PinkMoscatoLover · 11/10/2023 18:37

Thank you guys! So many helpful comments. I’ll certainly look into MyFitnessPal, it’s good to hear that these apps can remember the calories of a meal so you don’t have to enter it over and over again.

So with measuring food, how does it work out how many calories is within the grams that you use? I don’t quite get that bit! Also, what scales do people use?

@Hellinthekitchen @mynameiscalypso I find keeping a track of what I’m eating encourages me to actually eat proper meals instead of binging. Thank you though!

OP posts:
SecondStarOnTheRight · 11/10/2023 18:40

Another vote here for MyFitnessPal. I've used it a few times now (failed previously but my own doing, just lost focus and went back to eating badly).

I've been using it again now for 3 months, starting weight just a few pound less than you, and have lost 2.5 stone so far with minimal effort.

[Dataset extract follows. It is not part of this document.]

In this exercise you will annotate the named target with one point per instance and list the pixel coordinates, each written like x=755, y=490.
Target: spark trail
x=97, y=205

Just make sure to change your weight through the goals/settings on the app rather than just adding it to the diary as this will adjust the calorie goal as you lose.

Have a look through the weight loss support section on here too, I've found even just reading peoples journeys helps me along. Particularly one thread of '10st plus to lose', there's posts on there daily.

Good luck! 🩷

Normalsizedsalad · 11/10/2023 18:41

So with measuring food, how does it work out how many calories is within the grams that you use? I don’t quite get that bit!

Download it and see. It's probably better than if someone tries to explain on here because it can end up confusing 😁

Dutch1e · 11/10/2023 18:47

I use Cronometer and a kitchen scale to get a good sense of what a portion size actually is, and (most importantly for me) to see what nutritional gaps I have.

If it helps at all, for the first couple of months I didn't change my eating habits. I just tracked my normal diet purely for the sake of information/data.

Then I made one small change (I think it was adding leafy greens to 2 meals a day). No other changes at all for 2 weeks.

Bit by bit I created new habits... but I was adamant that I didn't want to feel hungrier than a normal pre-meal hunger. My goal was to change my life-long habits and VERY slowly use up my excess fat, not just lose muscle mass and feel virtuous for it.

Now I still track my daily intake, and probably will for another year or so, but I'm good at eyeballing portion sizes now and don't need to weigh my food.

PaminaMozart · 11/10/2023 18:48

Tracking your calories is all very well, but I feel you should be equally if not more focused on eating healthily. This will benefit your children as well! And you will be more likely to keep the weight off rather than getting into a spiral of yo-yo dieting.

There are many books and online resources, but basically it boils down to:

  • drastically reducing UPF, sugar and refined carbs.
  • instead eat LOTS of vegetables, a moderate amount of lean carbs, plus small amounts of complex carbs, healthy fats and dairy.
  • for weight loss, try intermittent fasting.

Sugar is the worst and it is in so many foods - so read the labels (or even better, don't buy packaged foods at all). If you can wean yourself off sugar, everything else will be easier.

Have a look at Dr Becky Gillaspy and the Glucose Goddess on YouTube.